Who else thinks that those looking to get in on the counselling gig are going to have a far greater “vested interest” than the current providers?
Will Life be able to provide an unjudgemental and neutral counselling service?
I doubt it.

Excelled news. An extremely sensible policy from this govt. LibCon shouldn’t be so dogmatic with their support from the abortion industry!

Um, primary legislation is an Act of Parliament.

You know, something MPs have to vote on.

Aside from that, fully agree. Conflicts of interest are largely irrelevant on this issue; charities are sufficiently transparent both formally and informally to make any such consideration moot.

4. So Much For Subtlety

The assault on organisations offering independent abortion advice, counselling and services will intensify, as we feared.

If they are offering abortions they are not independent. They have a clear financial interest in advising people to have abortions.

It is entirely sensible to prohibit people who stand to gain financially from their advice from giving such advice. This would never be allowed if it involved pensions.

“I believe that for the purpose of clarity and in order that any change cannot be easily reversed in the future, that the provision requires primary legislation.”

She not only want to push it through without a vote, she wants to make it much harder for a future Labour government to reverse these changes.

You just have no idea what you’re talking about do you Sunny? If Nadine Dorries is calling for this provision to be passed through primary legislation then she is demanding that there is a vote. Sheesh.

So we can expect a retraction of this thread?
http://liberalconspiracy.org/2011/06/24/wtf-field-dorries-want-abortion-amendments-passed-without-vote/

Yes, Nadine Dorries, famed for always speaking the truth on her blog, makes the claim that she is in fact seeking to have the measure voted on, and certainly not going to get the DoH to push it through without, must clearly be believed…

6 – I think Sunny just didn’t understand what “primary legislation” means.

Tim:

I think the misunderstanding here is yours.

What Dorries is banging on about is primary legislation to prevent the likes of BPAS and MSI hiving off their existing pregnancy advice bureaux to an independently managed subsidiary.

As I understand the powers that the DoH has at present, the most it can do without risking a judicial review is to direct NHs commissioning bodies to make provision for so-called independent counselling as an option, i.e. it can direct them not to enter into any exclusive contracts with a single provider. This would leave it to GPs to decide, in consultation with their patients, where to make the referral to.

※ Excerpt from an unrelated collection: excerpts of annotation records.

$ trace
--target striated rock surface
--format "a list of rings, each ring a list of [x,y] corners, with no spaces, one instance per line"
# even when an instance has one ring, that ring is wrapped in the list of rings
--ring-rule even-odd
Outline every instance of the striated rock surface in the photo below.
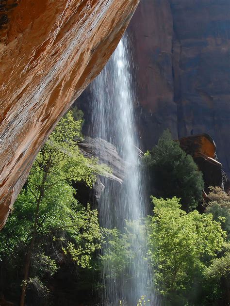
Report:
[[[74,183],[74,188],[78,190],[77,196],[80,202],[85,205],[90,203],[93,205],[107,188],[108,179],[113,180],[115,185],[123,183],[130,165],[120,157],[113,145],[101,138],[85,137],[78,142],[78,145],[85,157],[96,157],[98,159],[99,165],[106,165],[109,167],[107,170],[104,167],[103,183],[101,182],[101,176],[99,175],[92,189],[83,182]]]
[[[181,147],[192,155],[203,173],[205,193],[209,193],[210,186],[217,186],[229,192],[229,181],[223,171],[222,165],[217,161],[216,147],[212,138],[202,134],[183,137],[179,141]]]
[[[41,145],[101,70],[137,2],[0,1],[0,228]]]
[[[144,148],[208,133],[230,174],[229,0],[142,0],[128,29]]]

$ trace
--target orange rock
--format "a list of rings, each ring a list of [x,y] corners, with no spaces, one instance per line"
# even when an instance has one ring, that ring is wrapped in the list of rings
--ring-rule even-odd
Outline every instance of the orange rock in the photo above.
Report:
[[[0,9],[0,228],[41,146],[115,48],[138,0],[8,0]]]
[[[215,158],[215,143],[207,134],[180,138],[180,144],[181,148],[193,157],[202,156],[211,159]]]

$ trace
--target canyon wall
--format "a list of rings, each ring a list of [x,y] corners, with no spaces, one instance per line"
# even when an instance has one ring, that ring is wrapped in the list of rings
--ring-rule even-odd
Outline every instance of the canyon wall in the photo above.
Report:
[[[128,29],[143,149],[207,133],[230,175],[229,0],[142,0]]]
[[[137,2],[0,0],[0,228],[41,146],[103,68]]]

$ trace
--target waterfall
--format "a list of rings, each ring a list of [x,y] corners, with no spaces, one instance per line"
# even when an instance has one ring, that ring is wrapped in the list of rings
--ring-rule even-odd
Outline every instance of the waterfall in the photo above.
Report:
[[[115,226],[122,231],[127,225],[125,220],[131,222],[129,231],[133,257],[126,275],[109,277],[112,267],[108,265],[104,269],[105,290],[103,300],[106,305],[119,305],[122,301],[122,305],[134,306],[143,295],[151,300],[146,305],[157,305],[152,293],[147,292],[147,288],[152,288],[152,284],[147,263],[143,259],[146,257],[146,241],[138,222],[146,215],[147,201],[137,149],[139,142],[134,120],[131,64],[128,37],[125,34],[90,87],[93,125],[91,136],[112,143],[128,165],[122,185],[107,181],[99,203],[103,226]]]

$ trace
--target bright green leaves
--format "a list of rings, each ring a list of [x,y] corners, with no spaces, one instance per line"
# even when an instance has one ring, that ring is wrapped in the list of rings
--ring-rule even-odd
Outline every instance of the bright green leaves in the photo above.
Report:
[[[149,255],[158,289],[163,294],[188,290],[221,250],[226,234],[211,214],[187,214],[176,197],[152,199]]]

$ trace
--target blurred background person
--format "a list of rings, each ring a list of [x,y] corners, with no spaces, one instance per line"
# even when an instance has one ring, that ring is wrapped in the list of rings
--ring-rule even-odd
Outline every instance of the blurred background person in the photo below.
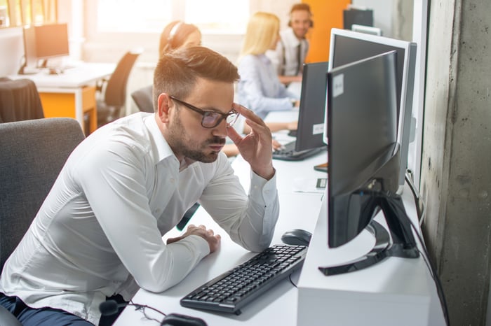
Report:
[[[270,13],[257,12],[248,23],[238,59],[237,100],[262,119],[269,112],[298,107],[299,97],[282,84],[266,51],[279,41],[280,20]]]
[[[305,36],[313,26],[310,6],[307,3],[293,5],[290,10],[288,28],[280,32],[280,41],[276,49],[267,52],[280,81],[286,85],[302,81],[303,64],[309,52],[309,41]]]
[[[175,20],[168,24],[160,35],[159,57],[165,52],[185,45],[201,45],[201,32],[192,24]]]

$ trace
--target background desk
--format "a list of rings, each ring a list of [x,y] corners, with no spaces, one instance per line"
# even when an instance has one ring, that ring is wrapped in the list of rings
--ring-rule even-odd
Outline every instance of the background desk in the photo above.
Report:
[[[325,162],[325,153],[302,162],[290,162],[274,161],[278,181],[278,195],[281,208],[280,217],[273,239],[273,243],[281,243],[281,236],[287,230],[302,228],[314,231],[316,221],[321,205],[323,193],[296,192],[295,183],[297,178],[301,182],[305,180],[315,180],[325,176],[325,173],[314,171],[314,165]],[[248,164],[240,157],[232,163],[236,174],[243,182],[246,191],[249,186],[250,169]],[[133,302],[147,304],[161,311],[184,313],[200,317],[210,325],[270,325],[272,321],[276,325],[297,325],[297,290],[286,279],[271,288],[255,302],[242,310],[242,314],[219,314],[213,312],[201,311],[182,307],[179,304],[181,297],[194,288],[210,280],[213,277],[226,271],[246,261],[254,254],[244,250],[232,242],[228,235],[215,223],[208,213],[200,207],[191,219],[190,223],[203,224],[213,229],[222,237],[221,248],[206,257],[179,284],[162,293],[152,293],[140,290],[133,298]],[[164,239],[180,234],[177,229],[166,234]],[[294,274],[292,280],[297,282],[299,273]],[[152,316],[161,320],[158,313]],[[147,320],[141,311],[133,307],[127,307],[114,325],[133,326],[135,325],[159,325],[156,322]]]
[[[73,118],[85,129],[83,116],[88,114],[89,129],[92,132],[97,129],[95,83],[110,76],[115,67],[114,64],[80,63],[58,75],[50,75],[47,71],[42,71],[9,78],[29,78],[34,82],[45,118]]]

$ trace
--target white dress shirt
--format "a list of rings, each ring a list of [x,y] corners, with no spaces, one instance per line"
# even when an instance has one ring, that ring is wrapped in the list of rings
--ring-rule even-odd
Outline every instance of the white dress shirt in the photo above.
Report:
[[[245,55],[238,68],[241,79],[237,83],[237,99],[240,104],[262,119],[271,111],[292,108],[292,99],[298,99],[278,79],[266,55]]]
[[[267,247],[279,211],[276,177],[251,173],[248,197],[224,154],[213,163],[184,161],[153,113],[97,129],[69,157],[5,264],[0,291],[97,325],[106,297],[164,291],[209,253],[199,236],[162,241],[198,200],[234,241]]]
[[[300,46],[300,66],[298,65],[298,46]],[[271,61],[279,76],[297,76],[301,74],[302,65],[309,52],[309,41],[299,40],[293,29],[288,28],[280,32],[280,41],[276,50],[268,50],[266,55]]]

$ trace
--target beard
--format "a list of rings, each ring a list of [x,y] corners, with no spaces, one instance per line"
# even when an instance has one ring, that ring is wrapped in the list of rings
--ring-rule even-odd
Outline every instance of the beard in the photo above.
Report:
[[[194,161],[203,163],[211,163],[217,160],[220,153],[210,150],[209,146],[223,145],[225,143],[225,139],[211,136],[201,143],[197,143],[186,133],[179,114],[175,115],[173,122],[169,125],[167,141],[175,154],[182,155]]]

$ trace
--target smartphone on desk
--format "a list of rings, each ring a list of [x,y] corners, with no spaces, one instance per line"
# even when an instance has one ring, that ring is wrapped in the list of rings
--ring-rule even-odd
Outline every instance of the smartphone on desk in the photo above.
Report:
[[[329,164],[329,163],[326,162],[325,163],[322,163],[321,164],[314,165],[314,169],[316,171],[320,171],[321,172],[327,172],[328,164]]]

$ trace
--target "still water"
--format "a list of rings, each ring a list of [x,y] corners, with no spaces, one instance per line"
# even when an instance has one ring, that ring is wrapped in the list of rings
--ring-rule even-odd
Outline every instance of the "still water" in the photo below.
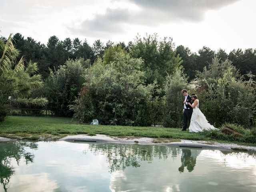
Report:
[[[0,142],[0,192],[255,192],[256,155],[157,145]]]

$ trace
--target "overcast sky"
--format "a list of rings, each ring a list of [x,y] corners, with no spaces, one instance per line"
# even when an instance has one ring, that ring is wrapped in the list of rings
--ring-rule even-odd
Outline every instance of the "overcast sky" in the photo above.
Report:
[[[255,0],[0,0],[0,35],[106,42],[157,33],[197,52],[256,48]]]

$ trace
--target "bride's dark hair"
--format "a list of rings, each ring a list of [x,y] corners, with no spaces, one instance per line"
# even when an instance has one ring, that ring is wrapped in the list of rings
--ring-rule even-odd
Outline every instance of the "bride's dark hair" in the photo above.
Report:
[[[197,97],[197,96],[196,96],[196,94],[195,94],[194,93],[193,93],[193,94],[191,94],[191,95],[190,95],[190,96],[191,97],[193,97],[193,98],[194,98],[195,99],[198,99],[198,98]]]

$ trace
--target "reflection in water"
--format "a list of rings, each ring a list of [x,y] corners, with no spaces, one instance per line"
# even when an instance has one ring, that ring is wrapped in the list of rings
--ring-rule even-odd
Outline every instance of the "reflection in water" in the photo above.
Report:
[[[34,142],[2,142],[0,144],[0,182],[5,192],[7,191],[10,176],[14,173],[12,161],[18,165],[22,158],[26,164],[33,162],[34,156],[26,150],[26,147],[36,148]]]
[[[181,155],[181,166],[178,168],[180,172],[184,171],[184,168],[186,167],[188,172],[194,170],[196,165],[196,157],[199,154],[197,150],[191,151],[190,149],[182,150]]]
[[[180,150],[158,145],[118,144],[92,144],[89,150],[95,155],[105,155],[109,164],[109,172],[124,170],[126,167],[139,167],[140,162],[151,162],[153,159],[166,159],[170,155],[175,158]],[[86,154],[87,152],[84,151]]]
[[[255,164],[255,154],[218,150],[0,142],[0,192],[250,192],[256,188]]]

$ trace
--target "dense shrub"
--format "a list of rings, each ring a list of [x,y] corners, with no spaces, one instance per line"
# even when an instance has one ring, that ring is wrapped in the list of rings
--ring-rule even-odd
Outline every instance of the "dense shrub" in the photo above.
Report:
[[[225,126],[231,127],[242,135],[238,136],[234,134],[227,135],[223,134],[221,131],[221,128]],[[256,143],[256,137],[253,134],[253,132],[242,126],[227,123],[222,125],[220,128],[219,130],[204,131],[201,134],[207,137],[217,140]]]
[[[51,71],[45,82],[44,94],[49,100],[48,108],[55,115],[73,116],[68,106],[73,104],[81,90],[84,82],[82,75],[89,63],[82,58],[70,60],[58,70]]]
[[[152,85],[144,85],[141,59],[116,52],[109,63],[98,59],[86,70],[86,83],[71,108],[84,122],[104,124],[150,125],[149,103]]]
[[[239,78],[238,72],[230,61],[220,63],[214,58],[208,69],[205,68],[198,76],[201,84],[197,90],[200,108],[216,126],[226,122],[246,128],[252,125],[255,93],[253,87]]]
[[[180,69],[167,76],[165,84],[166,110],[164,116],[165,125],[181,127],[183,123],[182,89],[188,87],[187,78]]]
[[[43,106],[47,102],[45,98],[30,97],[34,90],[42,86],[41,76],[36,74],[36,63],[26,62],[22,57],[17,60],[20,52],[12,40],[11,35],[6,42],[0,39],[0,121],[11,105]]]

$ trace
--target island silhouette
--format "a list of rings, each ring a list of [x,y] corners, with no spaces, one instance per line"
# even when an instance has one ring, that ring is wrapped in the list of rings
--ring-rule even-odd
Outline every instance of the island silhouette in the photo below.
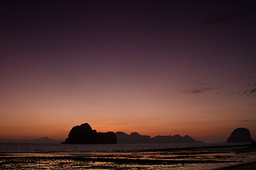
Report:
[[[68,137],[62,142],[63,144],[143,144],[143,143],[203,143],[195,140],[188,135],[183,137],[164,135],[151,137],[148,135],[141,135],[137,132],[128,135],[123,132],[97,132],[92,130],[86,123],[73,127],[68,134]]]
[[[250,132],[245,128],[239,128],[230,134],[228,138],[227,142],[255,142],[250,135]]]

To go beyond that would leave the DoH open to a legal challenge which would force them to produce evidence in support of the claim that the BPAS and MSI pregnancy advice bureaux are operating under a conflict of interest and I doubt very much that that’s would be a sustainable argument if put to a court of law.

All this, of course, presupposes that women who want a termination actuall want counselling – many, if not most, don’t because they’ve already made their decision before they ship up at the GP’s surgery or at a PABx and all they want to do is arrange the appointment.

8 – How enormously embarassing. That’ll teach me to RTQ properly. Sorry Sunny. Unfairly maligned on this occasion.

As a general rule, I still hold to the idea that more or less everything Nadine Dorries says should either be ignored or opposed, depending on how likely it is to achieve anything. If she is strongly in support of this idea, then, like a weathervane, I am probably against it.

10. Chaise Guevara

“It seems the government is determined to restrict basic abortion rights”

Whatever you say, Captain Hyperbole.

Seriously, is it too much to ask that we have a sensible conversation about whether or not counselling by abortion providers represents a conflict of interest that harms personal choice? Rather than, y’know, going “this looks vaguely pro-life ergo it’s EVIL!”

We had exactly the same kneejerk reaction from all sides when debating whether or not to drop the abortion cutoff to 21 weeks – if it’s about abortion, people seem todive behind their favourite barricade before they’ve even stopped to consider the topic.

SMFS:

To reiterate the point I made last week, if you’re so concerned about possible conflicts of interest then would be happy to see the same enforced separation applied to other areas of private sector medicine.

What about elective cosmetic surgery or laser eye correction?

What about the burgeoning health-screening sector?

One of the many reasons why the US healthcare system is twice as expensive as our own is the vast sums of money spent on clinically unecessary testing plus the on-costs for aidditional testing and unnecessary invasive medical procedures arising from false positives.

What about your local pharmacy? Any time you pop in with a minor ailment and ask the pharmacists to recommend an over the counter remedy, is there not a potential conflict of interest? Could their judgement not easily be swayed by their knowledge of the margins they make on different products?

What about public health clinics and health promotion activities in GP practices?

GPs get paid for running smoking cessation clinics and other similar services, so is there not a conflict interest there whenever they suggest that patient might like to go along to one during a consultation.

The constraints placed on the pensions industry, etc. were introduced not because there was a potential conflict of interest there but because there was concrete evidence of misselling and of financial service providers acting unethically in putting their own interests ahead of those of their customers.

If you’re going to lay the same allegation at the door of BPAS and MSI, should you not back up your argument with concrete evidence that the PABx are operating under a conflict of interest?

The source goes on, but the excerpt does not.